The one he would see next, Adrik decided, would be the god whose domain was death. Would the great beast holding him transfer him directly into Kelemvor's hands? Memories, realizations, regrets-the time for all such activity was past. Accept it, Adrik, he chastened himself. Cease these mental acrobatics, compose yourself.
He thought then of a girl he'd once known. Her name. . what was it? Chelsea, it was Chelsea, of course. A love cut down before its time when cruel disease had claimed her. His grief over her untimely demise was the final impetus that launched his adventures with his brother. With her end, nothing else could keep him home.

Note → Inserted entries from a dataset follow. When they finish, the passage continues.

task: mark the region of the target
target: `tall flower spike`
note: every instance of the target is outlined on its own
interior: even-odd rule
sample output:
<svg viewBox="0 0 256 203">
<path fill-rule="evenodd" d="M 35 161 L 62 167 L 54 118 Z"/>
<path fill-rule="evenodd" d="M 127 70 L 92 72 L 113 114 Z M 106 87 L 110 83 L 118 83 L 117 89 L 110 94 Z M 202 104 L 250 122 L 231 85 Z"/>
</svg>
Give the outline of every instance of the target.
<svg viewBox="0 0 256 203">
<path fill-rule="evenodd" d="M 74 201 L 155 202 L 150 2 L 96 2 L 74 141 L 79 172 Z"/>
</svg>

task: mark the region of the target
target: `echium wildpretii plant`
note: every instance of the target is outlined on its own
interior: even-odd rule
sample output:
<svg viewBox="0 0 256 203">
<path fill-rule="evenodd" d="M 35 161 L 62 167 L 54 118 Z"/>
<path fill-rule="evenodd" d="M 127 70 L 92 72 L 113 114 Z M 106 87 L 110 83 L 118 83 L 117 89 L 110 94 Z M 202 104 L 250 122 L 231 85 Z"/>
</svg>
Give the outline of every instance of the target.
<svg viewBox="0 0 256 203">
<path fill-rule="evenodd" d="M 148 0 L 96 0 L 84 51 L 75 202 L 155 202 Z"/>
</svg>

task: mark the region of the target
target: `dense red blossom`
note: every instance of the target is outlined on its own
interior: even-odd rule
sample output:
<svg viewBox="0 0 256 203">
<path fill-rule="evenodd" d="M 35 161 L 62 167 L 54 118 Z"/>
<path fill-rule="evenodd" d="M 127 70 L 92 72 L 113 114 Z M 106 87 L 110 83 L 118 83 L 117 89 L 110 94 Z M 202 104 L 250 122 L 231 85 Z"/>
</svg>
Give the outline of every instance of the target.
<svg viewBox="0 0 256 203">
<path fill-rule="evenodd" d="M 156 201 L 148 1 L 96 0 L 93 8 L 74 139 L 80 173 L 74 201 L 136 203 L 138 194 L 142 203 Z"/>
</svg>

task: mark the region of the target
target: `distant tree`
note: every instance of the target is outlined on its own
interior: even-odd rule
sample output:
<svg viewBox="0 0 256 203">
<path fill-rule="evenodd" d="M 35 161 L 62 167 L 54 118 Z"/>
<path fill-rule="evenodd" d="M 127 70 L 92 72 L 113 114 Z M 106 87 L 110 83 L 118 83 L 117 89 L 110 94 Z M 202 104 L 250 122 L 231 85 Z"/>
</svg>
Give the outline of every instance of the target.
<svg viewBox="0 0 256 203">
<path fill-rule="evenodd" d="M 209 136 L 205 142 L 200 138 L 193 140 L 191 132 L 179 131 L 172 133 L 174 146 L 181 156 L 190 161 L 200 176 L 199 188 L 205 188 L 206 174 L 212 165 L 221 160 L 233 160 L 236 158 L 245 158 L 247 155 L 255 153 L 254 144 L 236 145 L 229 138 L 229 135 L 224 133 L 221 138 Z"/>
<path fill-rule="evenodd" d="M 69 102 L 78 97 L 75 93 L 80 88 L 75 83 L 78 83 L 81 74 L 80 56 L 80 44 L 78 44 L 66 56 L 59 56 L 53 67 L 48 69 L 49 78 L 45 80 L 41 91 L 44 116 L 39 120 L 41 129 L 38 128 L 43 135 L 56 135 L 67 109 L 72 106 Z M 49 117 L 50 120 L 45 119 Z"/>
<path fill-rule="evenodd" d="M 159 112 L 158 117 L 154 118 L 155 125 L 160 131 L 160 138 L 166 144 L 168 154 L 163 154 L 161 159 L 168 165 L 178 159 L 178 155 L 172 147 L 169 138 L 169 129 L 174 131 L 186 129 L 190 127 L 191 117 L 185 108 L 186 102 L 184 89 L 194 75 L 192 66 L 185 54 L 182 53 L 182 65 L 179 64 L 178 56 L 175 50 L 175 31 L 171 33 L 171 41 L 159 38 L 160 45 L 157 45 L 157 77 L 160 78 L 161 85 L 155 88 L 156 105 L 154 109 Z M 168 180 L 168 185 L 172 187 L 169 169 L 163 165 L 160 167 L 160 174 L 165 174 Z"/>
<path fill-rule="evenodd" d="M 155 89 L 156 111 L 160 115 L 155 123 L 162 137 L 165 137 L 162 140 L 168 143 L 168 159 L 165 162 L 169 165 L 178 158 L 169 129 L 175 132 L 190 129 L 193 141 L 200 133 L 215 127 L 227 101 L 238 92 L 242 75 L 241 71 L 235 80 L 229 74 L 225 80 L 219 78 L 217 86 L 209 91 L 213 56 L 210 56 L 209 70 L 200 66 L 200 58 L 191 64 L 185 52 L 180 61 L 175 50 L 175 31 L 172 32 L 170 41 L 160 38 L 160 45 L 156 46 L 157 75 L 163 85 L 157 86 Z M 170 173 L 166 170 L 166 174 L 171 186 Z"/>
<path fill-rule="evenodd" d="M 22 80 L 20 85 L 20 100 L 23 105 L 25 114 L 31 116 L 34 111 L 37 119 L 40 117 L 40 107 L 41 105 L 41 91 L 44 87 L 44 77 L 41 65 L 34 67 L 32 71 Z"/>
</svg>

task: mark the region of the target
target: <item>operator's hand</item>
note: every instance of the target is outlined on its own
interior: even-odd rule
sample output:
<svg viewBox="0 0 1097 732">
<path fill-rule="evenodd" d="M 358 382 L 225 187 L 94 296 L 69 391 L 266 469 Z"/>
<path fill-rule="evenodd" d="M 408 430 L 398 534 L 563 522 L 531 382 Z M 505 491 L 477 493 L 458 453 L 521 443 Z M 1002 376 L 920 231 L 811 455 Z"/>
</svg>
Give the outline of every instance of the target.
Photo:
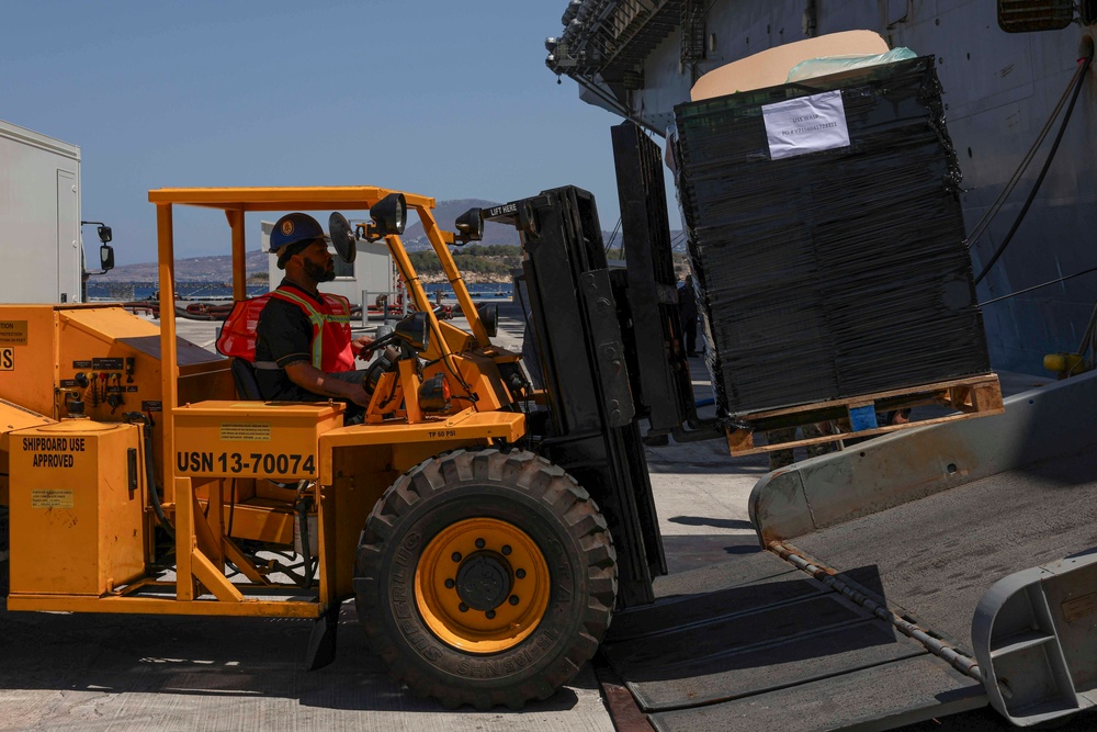
<svg viewBox="0 0 1097 732">
<path fill-rule="evenodd" d="M 347 398 L 360 407 L 370 406 L 370 394 L 366 393 L 365 387 L 361 384 L 351 384 L 351 390 Z"/>
<path fill-rule="evenodd" d="M 354 351 L 355 358 L 362 359 L 363 361 L 369 361 L 373 358 L 373 349 L 370 346 L 373 345 L 373 338 L 369 336 L 359 336 L 354 340 L 350 341 L 350 347 Z"/>
</svg>

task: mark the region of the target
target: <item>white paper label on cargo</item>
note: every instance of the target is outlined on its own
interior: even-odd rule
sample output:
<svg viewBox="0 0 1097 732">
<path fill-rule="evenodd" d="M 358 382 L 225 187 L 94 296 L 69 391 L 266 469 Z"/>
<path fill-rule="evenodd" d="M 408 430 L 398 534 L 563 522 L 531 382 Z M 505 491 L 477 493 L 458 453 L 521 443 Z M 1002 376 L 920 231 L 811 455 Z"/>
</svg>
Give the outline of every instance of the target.
<svg viewBox="0 0 1097 732">
<path fill-rule="evenodd" d="M 765 104 L 761 114 L 774 160 L 849 146 L 840 91 Z"/>
</svg>

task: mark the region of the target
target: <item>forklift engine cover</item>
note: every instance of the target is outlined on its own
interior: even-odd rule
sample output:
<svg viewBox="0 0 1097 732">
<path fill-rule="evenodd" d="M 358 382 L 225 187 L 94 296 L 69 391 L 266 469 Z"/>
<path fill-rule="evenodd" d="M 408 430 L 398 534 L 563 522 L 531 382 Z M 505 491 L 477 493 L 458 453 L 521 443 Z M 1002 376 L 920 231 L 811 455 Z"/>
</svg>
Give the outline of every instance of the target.
<svg viewBox="0 0 1097 732">
<path fill-rule="evenodd" d="M 11 432 L 11 595 L 112 592 L 145 572 L 134 425 L 73 419 Z"/>
</svg>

She awaits you now. And his childhood friend Macknar who'd drowned, and grandfather, too, most likely. Old friends, old loves. Would they greet him?
Suddenly Raidon was there before him, cradling his head. Was it real, or a vision? The monk's visage was scribed with compassion and regret.
Grieve not, he tried to say to the half-elf. Kelemvor comes, and shall deliver me to a place I do not fear to travel. Perhaps a place where I can continue to ask my questions.
His drifting thoughts persisted for one final heartbeat. Raidon's eyes, glassy with unwept tears, faded into a translucent mist, through which a golden light began to break, a celestial light whose brilliance washed Adrik Commorand away from the world.